# Guter Bindestock



## perchcatcher (14. Oktober 2005)

Hi Leutz ich wollte mir mal bald einen neuen Bindstock kaufen aber ich weiß net recht welchen. Ich hatte den *Danvise Innovation Cam* ins Auge gefasst nur ich kann nicht so recht glauben das so stabil ist was hab ihr für erfahrungen mit dem ding? Oder könnt ihr mir einen anderen empfehlen ?

MFG
Perchcatcher;+


----------



## Stingray (14. Oktober 2005)

*AW: Guter Bindestock*

Hallo perchcatcher

Einfach mal die Suchfunktion benutzen  . Hier mal ein Beispiel Bindestock Danvise??? .

Gruß Thomas


----------



## Ace (14. Oktober 2005)

*AW: Guter Bindestock*

Das Ding ist in der Preisklasse ausser Konkurenz !!!
Ansonsten wurde schon viel darüber philosophiert...stabil ist der auf jeden Fall !!


----------



## perchcatcher (14. Oktober 2005)

*AW: Guter Bindestock*

Ich weiß auch wie man sucht!:q


----------



## Bondex (15. Oktober 2005)

*AW: Guter Bindestock*

Der Danvise ist der einzig vernünftige!


----------



## Torsten Rühl (15. Oktober 2005)

*AW: Guter Bindestock*

Danvise ist vollkommen OK. Ich binden auch schon eine Zeit lang damit und ich muss sagen das er sehr Stabil ist und jeden Haken hält.


----------



## marioschreiber (15. Oktober 2005)

*AW: Guter Bindestock*

Dem kann ich mich nur anschliessen !


----------



## Rausreißer (16. Oktober 2005)

*AW: Guter Bindestock*

Den Stock den Du im Auge hast, kann ich auch nur empfehlen.
Es gibt sicher teurere Bindestöcke, aber deswegen nicht besser im praktischen Gebrauch.

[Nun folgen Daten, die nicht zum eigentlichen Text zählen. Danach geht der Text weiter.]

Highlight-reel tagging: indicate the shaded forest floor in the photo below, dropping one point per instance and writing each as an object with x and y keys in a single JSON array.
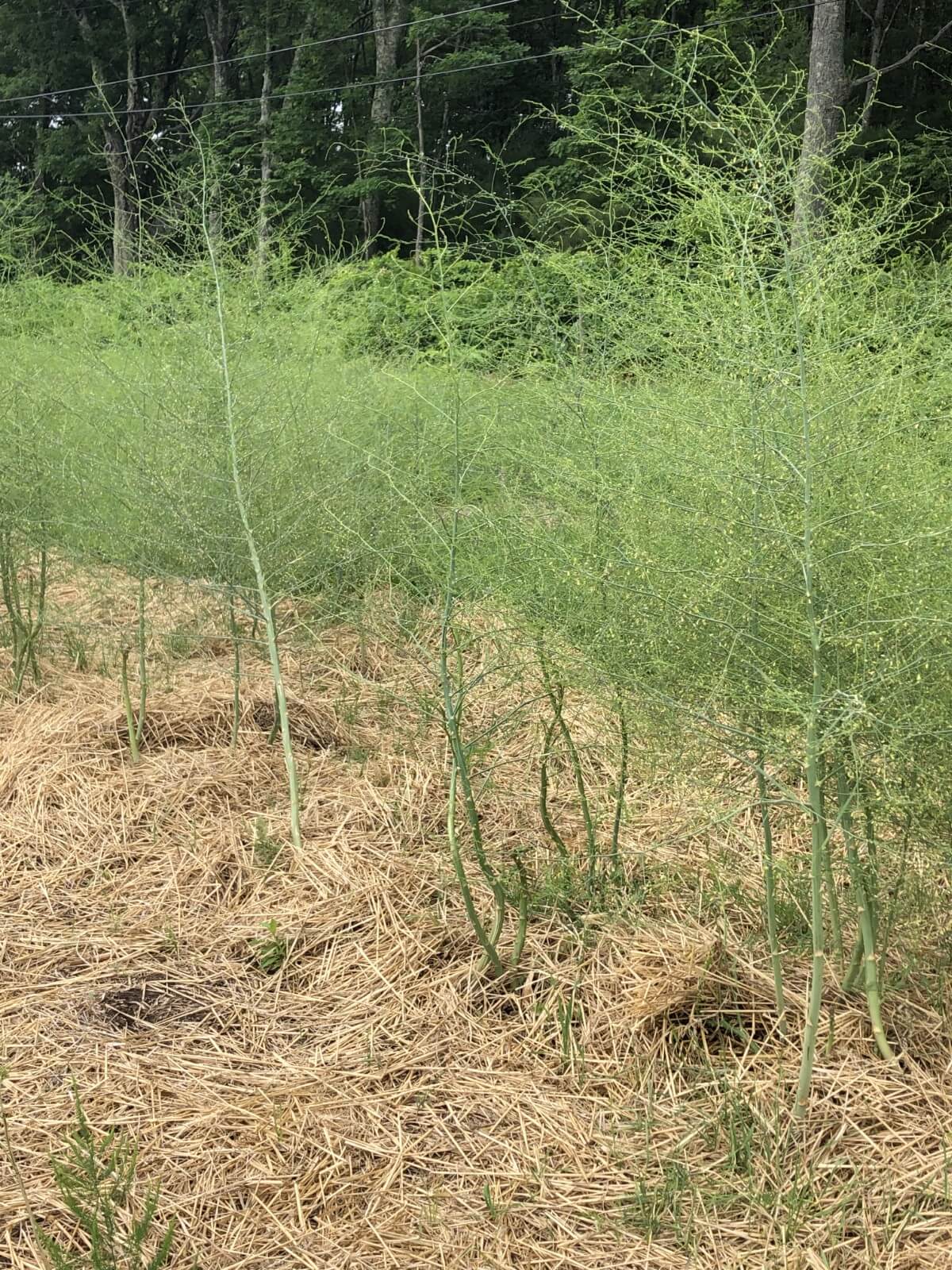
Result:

Der Danvice ist nicht gerade klein, aber die Hemmung für die  Rotationsfunktion ist sehr gut einstellbar, ebenso die Vorspannung für die Haken-Klemmbacken.

Ich schätze an dem Danvice, das er so Robust und ergonomisch sinnvoll ist.

Unstabil ist meiner Meinung nach nur die Bobbinablage.  

Aber wenn ich das in den Zusammenhang bringe, was ich bis jetzt vom Fliegenbinden mitbekommen habe, ist das Ablegen eines Bobbins mehr ein mentales Problem.|supergri 
Also, ich brauche die auch nicht so richtig.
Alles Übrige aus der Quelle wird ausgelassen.